Calculated fast-growing benign prostatic hyperplasia--a risk factor for developing clinical prostate cancer.Scand J Urol Nephrol 2002; 36(5):330-8SJ
Whether there is an association between the development of benign prostatic hyperplasia (BPH) and clinical prostate cancer is controversial. The present report tests the hypothesis of an association between BPH growth and the development of clinical prostate cancer by examining stage, grade and PSA-level in men with recently discovered clinical prostate cancer with slow or fast-growing BPH. If the hypothesis is true, men with fast-growing BPH would have a more advanced clinical prostate cancer.
MATERIAL AND METHODS
Two hundred and twenty patients in whom a clinical prostate cancer was diagnosed were consecutively included. The prevalence of atherosclerotic disease, non-insulin-dependent diabetes mellitus (NIDDM) or treated hypertension was provided by the respective patient's medical history. Tallness, body weight, waist measurement, hip measurement and blood pressure were determined. The body mass index (BMI) and waist/hip ratio (WHR) were calculated. Blood samples were drawn to determine triglycerides, total cholesterol, HDL-cholesterol, LDL-cholesterol, uric acid, ALAT and the fasting plasma insulin level. The prostate gland volume was measured using transrectal ultrasound. The annual BPH growth rate was calculated, assuming that the total prostate gland volume was 20 mL at the patient age of forty. The prostate cancer diagnosis was established using the technique of transrectal ultrasound-guided automatic needle biopsy of the prostate.
Men with clinical prostate cancer, PSA <50 ng/mL, and with fast-growing BPH had a higher systolic (p = 0.009) and diastolic (p = 0.020) blood pressure, were taller (p < 0.001) and more obese, as determined by body weight (p < 0.001), BMI (p = 0.005), waist measurement (p < 0.001) and hip measurement (p = 0.003). They also had a higher fasting plasma insulin level (p = 0.014) and a lower HDL-cholesterol level (p = 0.067) than men with slow-growing BPH. Moreover, men with clinical prostate cancer, PSA <50 ng/mL, and fast-growing BPH had more pronounced clinical prostate cancer, as measured by grade (p = 0.029) and PSA-level (p = 0.016), than men with slow-growing BPH. In the total material, including men with clinical prostate cancer, PSA >/=50 ng/mL, men with fast-growing BPH also had a higher prevalence of NIDDM (p = 0.039) and a borderline statistical significance for higher stage (p = 0.09) than men with slow-growing BPH. The BPH growth rate was significantly associated with the clinical prostate cancer grade (p = 0.018) and PSA-level (p = 0.002) but not with the clinical cancer stage in a multivariate statistical analysis.

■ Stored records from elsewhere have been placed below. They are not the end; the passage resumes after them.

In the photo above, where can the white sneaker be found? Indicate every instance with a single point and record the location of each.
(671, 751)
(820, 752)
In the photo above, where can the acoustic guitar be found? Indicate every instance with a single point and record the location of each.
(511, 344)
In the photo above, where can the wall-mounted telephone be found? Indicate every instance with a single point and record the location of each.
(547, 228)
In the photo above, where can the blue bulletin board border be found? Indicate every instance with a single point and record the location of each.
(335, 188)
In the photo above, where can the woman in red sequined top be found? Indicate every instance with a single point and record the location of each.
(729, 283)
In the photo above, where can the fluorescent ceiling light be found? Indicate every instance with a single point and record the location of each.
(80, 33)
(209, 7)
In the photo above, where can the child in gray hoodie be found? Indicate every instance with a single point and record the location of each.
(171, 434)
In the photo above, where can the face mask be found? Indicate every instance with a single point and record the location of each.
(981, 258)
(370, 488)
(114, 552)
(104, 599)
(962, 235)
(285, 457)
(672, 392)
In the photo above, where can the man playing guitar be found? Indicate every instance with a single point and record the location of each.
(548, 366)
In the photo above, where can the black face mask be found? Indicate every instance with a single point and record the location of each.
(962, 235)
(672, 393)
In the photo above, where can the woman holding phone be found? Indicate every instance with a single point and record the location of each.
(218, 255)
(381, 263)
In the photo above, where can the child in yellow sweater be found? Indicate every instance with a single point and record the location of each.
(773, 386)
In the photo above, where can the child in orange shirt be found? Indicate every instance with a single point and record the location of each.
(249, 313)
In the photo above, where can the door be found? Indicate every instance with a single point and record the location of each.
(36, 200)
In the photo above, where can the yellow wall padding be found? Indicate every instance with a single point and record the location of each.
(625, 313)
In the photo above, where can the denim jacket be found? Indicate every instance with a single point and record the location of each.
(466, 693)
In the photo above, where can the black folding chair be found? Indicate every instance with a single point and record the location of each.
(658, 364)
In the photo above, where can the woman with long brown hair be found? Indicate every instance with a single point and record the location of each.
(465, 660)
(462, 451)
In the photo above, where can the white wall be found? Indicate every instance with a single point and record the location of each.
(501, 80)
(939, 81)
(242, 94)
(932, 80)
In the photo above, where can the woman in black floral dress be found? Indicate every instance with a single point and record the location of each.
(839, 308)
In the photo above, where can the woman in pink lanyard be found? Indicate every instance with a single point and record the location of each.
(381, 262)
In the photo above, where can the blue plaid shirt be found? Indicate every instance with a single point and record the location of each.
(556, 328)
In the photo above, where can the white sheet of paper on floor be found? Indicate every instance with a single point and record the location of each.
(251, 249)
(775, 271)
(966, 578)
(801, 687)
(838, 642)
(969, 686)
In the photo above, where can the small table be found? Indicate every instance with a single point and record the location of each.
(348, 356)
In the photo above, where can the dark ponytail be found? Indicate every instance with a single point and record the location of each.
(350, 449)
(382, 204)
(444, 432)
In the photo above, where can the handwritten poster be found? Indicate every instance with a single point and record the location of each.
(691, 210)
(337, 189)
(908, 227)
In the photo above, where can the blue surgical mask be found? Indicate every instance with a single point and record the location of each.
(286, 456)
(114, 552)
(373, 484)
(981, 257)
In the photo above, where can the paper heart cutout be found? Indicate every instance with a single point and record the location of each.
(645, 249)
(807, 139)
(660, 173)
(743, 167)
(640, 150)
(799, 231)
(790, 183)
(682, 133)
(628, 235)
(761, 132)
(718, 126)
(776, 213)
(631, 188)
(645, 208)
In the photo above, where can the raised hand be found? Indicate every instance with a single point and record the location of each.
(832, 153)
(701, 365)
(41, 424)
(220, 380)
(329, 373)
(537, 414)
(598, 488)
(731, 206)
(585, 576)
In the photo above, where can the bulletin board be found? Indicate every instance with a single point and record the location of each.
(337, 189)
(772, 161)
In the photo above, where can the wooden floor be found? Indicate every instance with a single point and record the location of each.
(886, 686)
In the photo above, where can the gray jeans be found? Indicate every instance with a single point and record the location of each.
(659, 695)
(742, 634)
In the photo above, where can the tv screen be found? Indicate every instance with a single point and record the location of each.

This report confirms findings in previous studies that fast-growing BPH is a risk factor for NIDDM, hypertension, tallness, obesity, dyslipidaemia and hyperinsulinaemia. The present report extends this list of risk factors to include atherosclerotic disease manifestations, hyperuricaemia and higher ALAT levels. The study suggests that fast-growing BPH is a risk factor for developing clinical prostate cancer and, thus, supports the hypothesis of an association between the development of BPH and clinical prostate cancer. The study generates the hypothesis that clinical prostate cancer is a component of the metabolic syndrome and that insulin is a promoter of clinical prostate cancer.